In this video, the Market Foolery cast reads the tea leaves for apparel company Lands' End (NASDAQ:LE). The new CEO -- Jerome Griffith -- is saying all the right things about focusing the company's efforts on e-commerce, but he has a long road ahead of him after his predecessor failed in her disastrous attempt to convert Lands' End into an upscale brand.

A full transcript follows the video.

This video was recorded on March 21, 2017.

Chris Hill: Lands' End wrapped up their fiscal year with their fourth quarter results. The results seem fine, but that's all they seem. They have a new CEO, a guy by the name of Jerome Griffith. I don't know too much about Jerome Griffith, except some of the comments that he was making, forward-looking in terms of what his priorities are as CEO. It seems like No. 1 on his list is looking at what Lands' End is doing in e-commerce and really expanding on that, really doing that in a much better way than they're doing right now. I think anyone who's a shareholder of Lands' End probably applauds that, because this is a stock that's kind of going nowhere fast.

Bill Barker: It went down into the basement fast. As I've talked about before, I think one of the keys to life is to have an easy act to follow. The new CEO does, because, wow.

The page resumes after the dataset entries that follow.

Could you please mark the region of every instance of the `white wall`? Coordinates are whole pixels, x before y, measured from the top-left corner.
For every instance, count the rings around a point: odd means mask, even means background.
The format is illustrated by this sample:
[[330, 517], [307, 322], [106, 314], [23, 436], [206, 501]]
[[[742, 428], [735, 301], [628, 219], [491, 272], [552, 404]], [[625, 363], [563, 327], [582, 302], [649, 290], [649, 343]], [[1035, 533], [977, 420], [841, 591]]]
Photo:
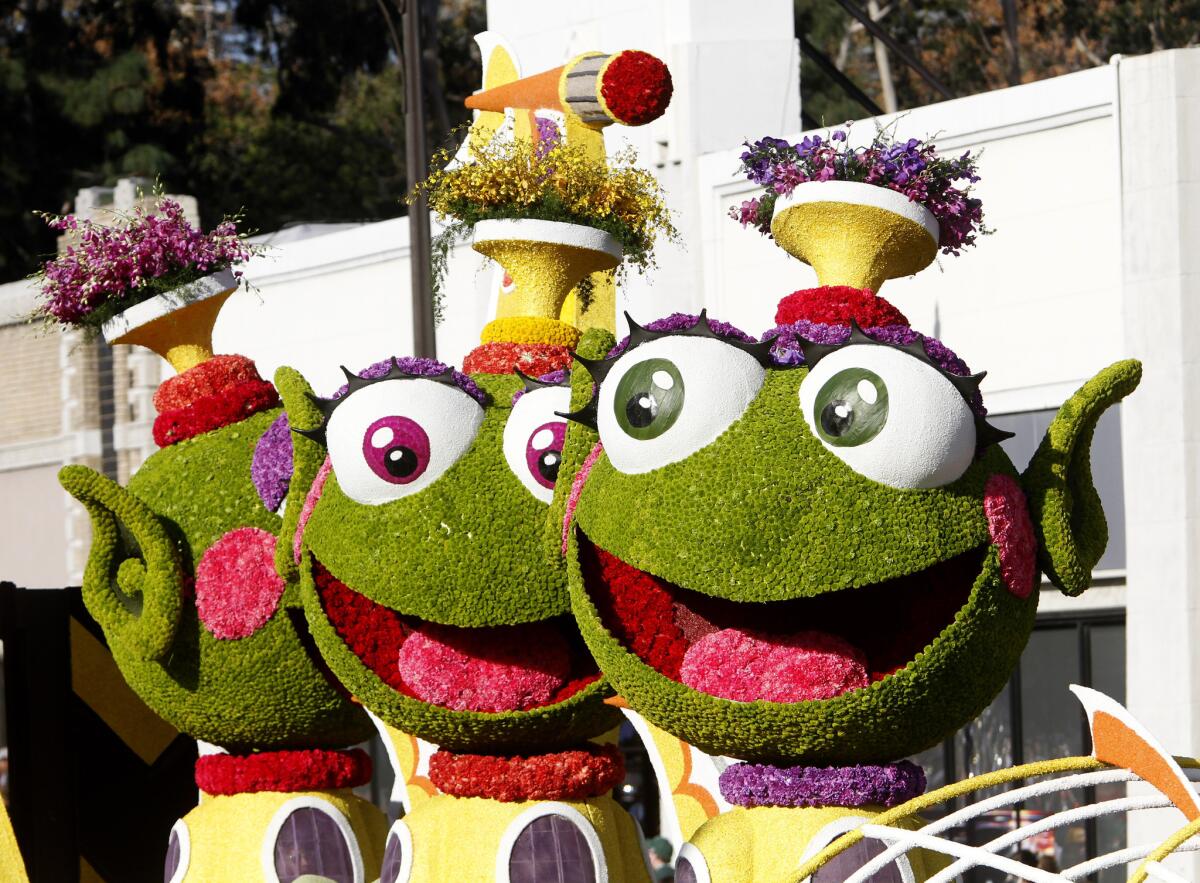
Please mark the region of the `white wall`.
[[[438, 356], [461, 364], [487, 321], [491, 273], [467, 246], [445, 281], [446, 320]], [[359, 370], [412, 352], [408, 218], [362, 224], [276, 243], [245, 266], [250, 283], [217, 318], [213, 347], [255, 360], [266, 378], [280, 365], [300, 370], [320, 394]]]
[[[996, 232], [881, 293], [914, 327], [988, 371], [985, 400], [998, 413], [1057, 405], [1122, 354], [1112, 96], [1111, 71], [1097, 68], [917, 108], [896, 121], [902, 136], [939, 133], [944, 152], [982, 150], [978, 195]], [[852, 132], [869, 138], [874, 125], [865, 120]], [[733, 172], [739, 153], [701, 161], [706, 260], [691, 302], [761, 332], [778, 299], [815, 285], [816, 275], [725, 217], [754, 194]]]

Hill: [laughs] Well done, Jerome.

Barker: Federica Marchionni who was given the heave-ho back toward the end of last year, and had tried to refashion Lands' End as a more upscale fashionable thing with higher price points and more stiletto shoes and things you don't associate with the brand. If you go to Lands' End's site today, you'll see they're still trying to get rid of the women's shoes that she had, the heel shoes, two-thirds off. Good time to go shop at landsend.com if what you need is high heels, because they're getting out of that. They're going to get back to basics. And I think that's going to help, and has helped already with the perception that there's a brighter future ahead than the struggles that they had trying to get people to think of them as a completely different kind of store than their customers wanted.

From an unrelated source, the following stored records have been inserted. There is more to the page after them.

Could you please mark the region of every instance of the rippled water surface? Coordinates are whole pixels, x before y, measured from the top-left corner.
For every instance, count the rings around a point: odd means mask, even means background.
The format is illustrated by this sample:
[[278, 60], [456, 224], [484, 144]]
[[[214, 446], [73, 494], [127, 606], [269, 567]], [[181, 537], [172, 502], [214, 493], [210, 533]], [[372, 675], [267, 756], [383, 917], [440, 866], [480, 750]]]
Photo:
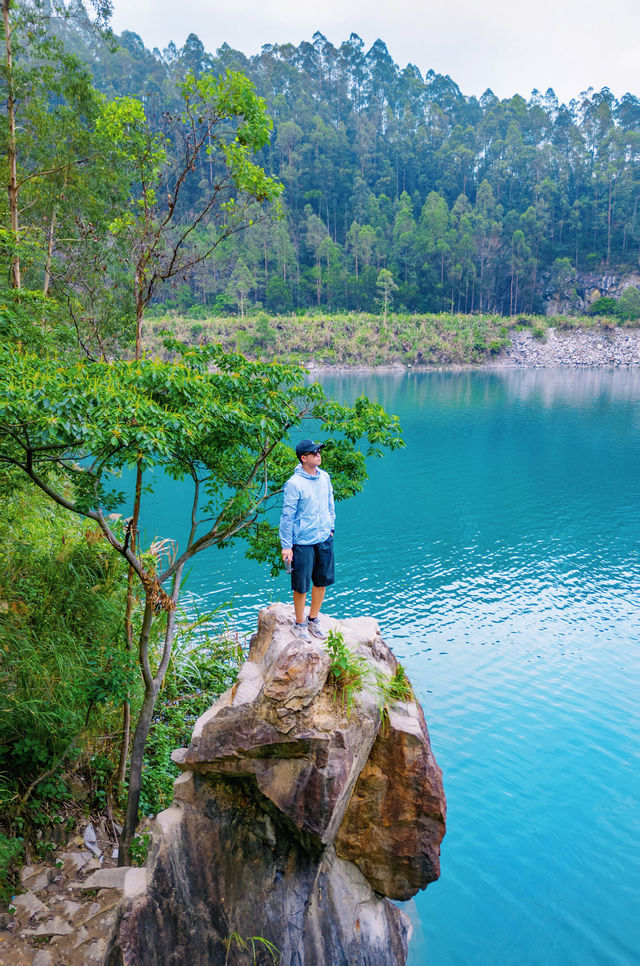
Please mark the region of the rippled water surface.
[[[640, 963], [640, 375], [322, 381], [407, 443], [338, 507], [325, 610], [377, 617], [444, 772], [411, 966]], [[154, 516], [188, 496], [159, 487]], [[189, 589], [233, 599], [241, 630], [288, 599], [240, 550], [203, 555]]]

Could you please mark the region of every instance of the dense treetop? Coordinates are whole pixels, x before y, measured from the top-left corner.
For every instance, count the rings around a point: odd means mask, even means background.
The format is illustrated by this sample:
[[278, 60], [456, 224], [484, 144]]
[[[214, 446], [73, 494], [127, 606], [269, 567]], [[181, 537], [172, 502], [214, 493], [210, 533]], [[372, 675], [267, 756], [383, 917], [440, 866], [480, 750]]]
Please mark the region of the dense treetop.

Hill: I'm not saying that CEOs in any industry should not try to innovate, should not try and aim higher than whatever results that they're putting up. Any industry. I'm not saying that. But I do find it odd when apparel CEOs decide that what's really going to move the needle for their business, and therefore for their shareholders, is to divert pretty significantly from what they've been doing. I mean, I've always thought of Lands' End as good, tried-and-true, basic clothing in a wide variety, for kids, for women, for men. So, the notion that that's what she had laid out as the blueprint, that this is what's going to do it, it's like, you don't need to do that. Just execute in a profitable way. That's all you need to do. Keep cranking out good clothes in a profitable way.

Barker: She had been at Dolce & Gabbana and Ferrari prior to Lands' End, and I blame the board, because I think she came in with a plan, and they knew what her background was, where her successes were, and I assume that the dialogue between them was, she was saying --

Hill: "Here's what I'll do if you hire me."

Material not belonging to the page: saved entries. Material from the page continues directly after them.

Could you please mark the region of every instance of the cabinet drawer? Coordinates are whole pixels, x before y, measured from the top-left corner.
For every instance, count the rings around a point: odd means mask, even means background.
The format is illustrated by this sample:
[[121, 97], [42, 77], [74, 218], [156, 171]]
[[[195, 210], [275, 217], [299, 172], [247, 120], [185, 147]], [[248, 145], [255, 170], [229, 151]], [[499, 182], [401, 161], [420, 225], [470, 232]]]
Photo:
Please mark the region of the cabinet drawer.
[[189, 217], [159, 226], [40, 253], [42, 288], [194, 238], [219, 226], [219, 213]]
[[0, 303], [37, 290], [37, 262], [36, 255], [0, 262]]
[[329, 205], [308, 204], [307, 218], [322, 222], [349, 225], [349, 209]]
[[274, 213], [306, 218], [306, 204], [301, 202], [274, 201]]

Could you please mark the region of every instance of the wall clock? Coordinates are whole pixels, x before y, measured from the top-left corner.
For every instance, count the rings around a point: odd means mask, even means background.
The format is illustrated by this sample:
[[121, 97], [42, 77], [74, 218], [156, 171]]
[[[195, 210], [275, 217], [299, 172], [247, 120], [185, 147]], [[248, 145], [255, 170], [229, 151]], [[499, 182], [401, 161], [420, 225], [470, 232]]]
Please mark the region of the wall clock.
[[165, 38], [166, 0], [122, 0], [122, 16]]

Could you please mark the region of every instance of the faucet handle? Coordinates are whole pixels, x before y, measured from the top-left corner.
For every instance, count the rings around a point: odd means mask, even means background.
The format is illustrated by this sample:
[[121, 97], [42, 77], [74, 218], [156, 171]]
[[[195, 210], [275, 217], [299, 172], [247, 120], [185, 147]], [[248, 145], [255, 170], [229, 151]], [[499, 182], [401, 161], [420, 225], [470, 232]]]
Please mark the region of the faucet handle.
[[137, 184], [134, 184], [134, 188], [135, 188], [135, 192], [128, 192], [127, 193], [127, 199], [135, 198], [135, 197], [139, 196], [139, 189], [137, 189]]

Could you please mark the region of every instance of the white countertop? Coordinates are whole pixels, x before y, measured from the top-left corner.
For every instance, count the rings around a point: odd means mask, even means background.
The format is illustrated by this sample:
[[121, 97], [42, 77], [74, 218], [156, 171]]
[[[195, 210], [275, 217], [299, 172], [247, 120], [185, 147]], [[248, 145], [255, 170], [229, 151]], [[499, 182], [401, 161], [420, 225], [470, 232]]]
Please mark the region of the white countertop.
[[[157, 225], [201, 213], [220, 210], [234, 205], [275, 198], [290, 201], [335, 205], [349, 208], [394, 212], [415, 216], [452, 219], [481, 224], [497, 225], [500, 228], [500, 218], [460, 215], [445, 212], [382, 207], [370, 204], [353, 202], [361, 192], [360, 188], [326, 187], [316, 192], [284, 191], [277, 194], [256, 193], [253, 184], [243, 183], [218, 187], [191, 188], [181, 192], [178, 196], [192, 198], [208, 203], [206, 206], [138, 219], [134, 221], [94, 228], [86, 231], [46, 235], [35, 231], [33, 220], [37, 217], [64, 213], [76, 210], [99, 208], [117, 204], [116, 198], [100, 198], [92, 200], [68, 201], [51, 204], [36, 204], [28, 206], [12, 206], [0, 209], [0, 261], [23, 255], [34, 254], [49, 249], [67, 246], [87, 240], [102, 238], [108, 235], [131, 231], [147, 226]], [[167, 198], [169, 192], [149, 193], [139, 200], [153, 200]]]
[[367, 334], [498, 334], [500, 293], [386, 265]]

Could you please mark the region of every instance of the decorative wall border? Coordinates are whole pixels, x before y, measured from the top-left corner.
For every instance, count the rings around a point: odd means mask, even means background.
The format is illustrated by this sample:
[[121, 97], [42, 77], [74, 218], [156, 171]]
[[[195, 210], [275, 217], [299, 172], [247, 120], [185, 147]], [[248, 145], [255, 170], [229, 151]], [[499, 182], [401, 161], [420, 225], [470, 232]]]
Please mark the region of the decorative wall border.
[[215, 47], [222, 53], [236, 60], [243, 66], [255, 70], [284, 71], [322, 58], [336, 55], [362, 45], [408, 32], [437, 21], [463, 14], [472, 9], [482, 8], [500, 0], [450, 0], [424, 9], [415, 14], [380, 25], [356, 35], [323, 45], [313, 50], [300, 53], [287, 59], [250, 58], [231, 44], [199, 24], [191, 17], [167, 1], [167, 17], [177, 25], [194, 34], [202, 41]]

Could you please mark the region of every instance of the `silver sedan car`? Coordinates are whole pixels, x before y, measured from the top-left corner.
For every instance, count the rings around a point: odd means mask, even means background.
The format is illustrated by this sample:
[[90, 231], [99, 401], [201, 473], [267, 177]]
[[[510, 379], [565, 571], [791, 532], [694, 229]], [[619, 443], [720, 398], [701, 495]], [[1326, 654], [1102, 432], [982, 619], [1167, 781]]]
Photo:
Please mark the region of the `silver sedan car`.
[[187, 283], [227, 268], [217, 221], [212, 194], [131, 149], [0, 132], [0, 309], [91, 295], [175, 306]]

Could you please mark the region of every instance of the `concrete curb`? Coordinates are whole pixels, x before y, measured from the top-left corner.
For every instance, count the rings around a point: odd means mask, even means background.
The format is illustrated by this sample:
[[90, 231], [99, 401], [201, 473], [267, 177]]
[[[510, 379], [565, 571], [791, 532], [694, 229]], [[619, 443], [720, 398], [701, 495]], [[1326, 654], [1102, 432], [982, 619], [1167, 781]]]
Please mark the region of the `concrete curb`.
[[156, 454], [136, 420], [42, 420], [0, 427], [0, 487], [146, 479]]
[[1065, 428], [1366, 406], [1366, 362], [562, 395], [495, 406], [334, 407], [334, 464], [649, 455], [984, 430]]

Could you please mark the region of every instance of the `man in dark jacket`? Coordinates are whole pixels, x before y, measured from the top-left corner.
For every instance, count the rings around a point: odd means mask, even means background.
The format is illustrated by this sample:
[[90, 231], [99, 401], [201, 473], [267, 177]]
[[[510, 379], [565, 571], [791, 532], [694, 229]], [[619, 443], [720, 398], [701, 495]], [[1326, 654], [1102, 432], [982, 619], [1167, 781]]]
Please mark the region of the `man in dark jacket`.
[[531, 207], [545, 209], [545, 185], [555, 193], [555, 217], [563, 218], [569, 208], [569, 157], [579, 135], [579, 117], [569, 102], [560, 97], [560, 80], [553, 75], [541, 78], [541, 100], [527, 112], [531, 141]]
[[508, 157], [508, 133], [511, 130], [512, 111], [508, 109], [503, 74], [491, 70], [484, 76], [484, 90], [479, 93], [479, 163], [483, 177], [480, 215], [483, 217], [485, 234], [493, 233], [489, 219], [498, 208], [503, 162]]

Barker: Yeah. "I think there's something more fashion-forward than what you guys are doing, and that's where your future lies, and that's my expertise." And they hired her and took a shot at it, and it was kind of a disaster from the beginning, and she didn't move to company headquarters, she stayed in New York and flew in for a day or two a week, maybe, something like that, so there were culture issues. I think it was destined to fail, and if anything good can be said of it, it's that they got out of it quickly.

Hill: Well, good luck, Jerome Griffith.

Barker: So, now, they have a new start, and they have somebody whose background is in Tumi Holdings, which was, he sold it off, Samsonite bought it.

Hill: The luggage company?

Barker: Yeah. More upscale than Samsonite. But, he's worked at Tommy Hilfiger and Gap as well in his past life. So, he has more of a background that one would consider appropriate for your vision of Lands' End.

Bill Barker has no position in any stocks mentioned. Chris Hill has no position in any stocks mentioned. The Motley Fool has no position in any of the stocks mentioned. The Motley Fool has a disclosure policy.